ANCIENT EGYPT HISTORY |
THE RICHNESS OF DATA ABOUT EGYPT |
The particular nature and context of Quibell and Green’s discovery of the Narmer Palette at Hierakonpolis highlight the fact that great finds can in extreme cases be rendered almost meaningless if their full context is not properly recorded. Even the most meticulous excavation may sometimes run up against interpretive problems, but, conversely, if discoveries are made or published in an unscientific way then there is only the slimmest chance of their full meaning becoming apparent. Historically, Egyptology is immensely rich in data, and Egyptologists have consequently tended to be data-hungry scholars. A constant succession of fresh discoveries has ensured that the evidence itself has been steadily increasing in quantity and diversity.

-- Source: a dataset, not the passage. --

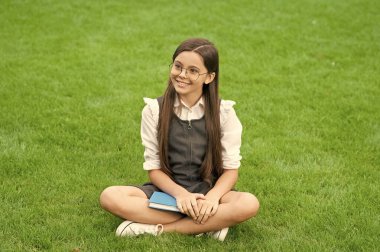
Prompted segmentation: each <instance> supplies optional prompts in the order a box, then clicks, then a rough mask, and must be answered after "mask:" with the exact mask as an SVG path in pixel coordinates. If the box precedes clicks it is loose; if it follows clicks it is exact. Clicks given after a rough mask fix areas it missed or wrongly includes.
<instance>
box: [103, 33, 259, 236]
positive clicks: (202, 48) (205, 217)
mask: <svg viewBox="0 0 380 252" xmlns="http://www.w3.org/2000/svg"><path fill="white" fill-rule="evenodd" d="M218 79H219V56H218V51H217V49H216V48H215V47H214V45H213V44H212V43H211V42H209V41H208V40H206V39H188V40H186V41H184V42H183V43H181V44H180V45H179V47H178V48H177V50H176V51H175V52H174V55H173V59H172V64H171V65H170V75H169V81H168V87H167V89H166V91H165V94H164V95H163V96H162V97H160V98H158V99H154V100H153V99H147V98H145V99H144V100H145V103H146V106H145V107H144V109H143V112H142V122H141V137H142V142H143V145H144V147H145V152H144V158H145V162H144V169H145V170H147V171H148V174H149V178H150V181H151V182H150V183H146V184H144V185H142V186H111V187H108V188H106V189H105V190H104V191H103V192H102V194H101V196H100V204H101V206H102V207H103V208H104V209H105V210H107V211H109V212H111V213H113V214H115V215H117V216H119V217H121V218H123V219H126V220H125V221H124V222H123V223H121V224H120V226H119V227H118V228H117V230H116V235H117V236H136V235H139V234H144V233H148V234H153V235H159V234H161V233H163V232H179V233H183V234H201V233H208V234H209V235H211V236H212V237H214V238H216V239H219V240H221V241H223V240H224V238H225V237H226V235H227V232H228V227H230V226H233V225H235V224H238V223H240V222H243V221H245V220H247V219H249V218H251V217H253V216H255V215H256V213H257V211H258V209H259V202H258V200H257V199H256V197H255V196H253V195H252V194H250V193H246V192H237V191H235V190H233V188H234V185H235V183H236V181H237V178H238V168H239V166H240V159H241V156H240V145H241V133H242V126H241V124H240V121H239V119H238V118H237V116H236V113H235V110H234V109H233V105H234V104H235V103H234V102H232V101H225V100H220V99H219V96H218V85H219V83H218ZM154 191H164V192H166V193H168V194H170V195H172V196H174V197H175V198H176V201H177V206H178V208H179V209H180V211H181V213H175V212H169V211H161V210H155V209H152V208H149V207H148V199H149V198H150V196H151V195H152V194H153V192H154Z"/></svg>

It is noticeable, however, that archaeological discoveries in Egypt have become such a cliché, in the way that the media respond to them and portray the discoveries and the protagonists, that an issue of Punch in 1986 was able to satirize very effectively the breathless and overblown way in which a new find (in this case the tomb of a man called Maya, Tutankhamun’s treasurer) is pumped up into a mini-Tutankhamun’s tomb, as if the newspaper reports automatically switch into a particularly fossilized and naı¨ve style of reportage when confronted by the glint of hidden treasure. The subject itself has not progressed purely through discoveries of new data. New theoretical paradigms have been adopted by different generations of Egyptologists, gradually transforming the accepted picture of ancient Egyptian culture. Secondly, new methods, such as innovative excavation techniques or sophisticated methods of scientific analysis, have, at various times, altered our perceptions of the surviving evidence from ancient Egypt. Whatever the hyperbole of the media, some of the archaeological discoveries have genuinely represented significant turning points in the history of the subject, as in the case of the excavation of Aegean-style frescos at the site of Tell el-Dab’a in 1987 or the unearthing of a rich cache of clay tablets inscribed in cuneiform script, at Amarna (the so-called Amarna Letters), in the 1890s. Like the Narmer Palette, both of these finds were quickly recognized not merely as crucial new pieces in the Egyptological jigsaw but as new types of information, necessitating significant rearrangement of the existing pattern of pieces.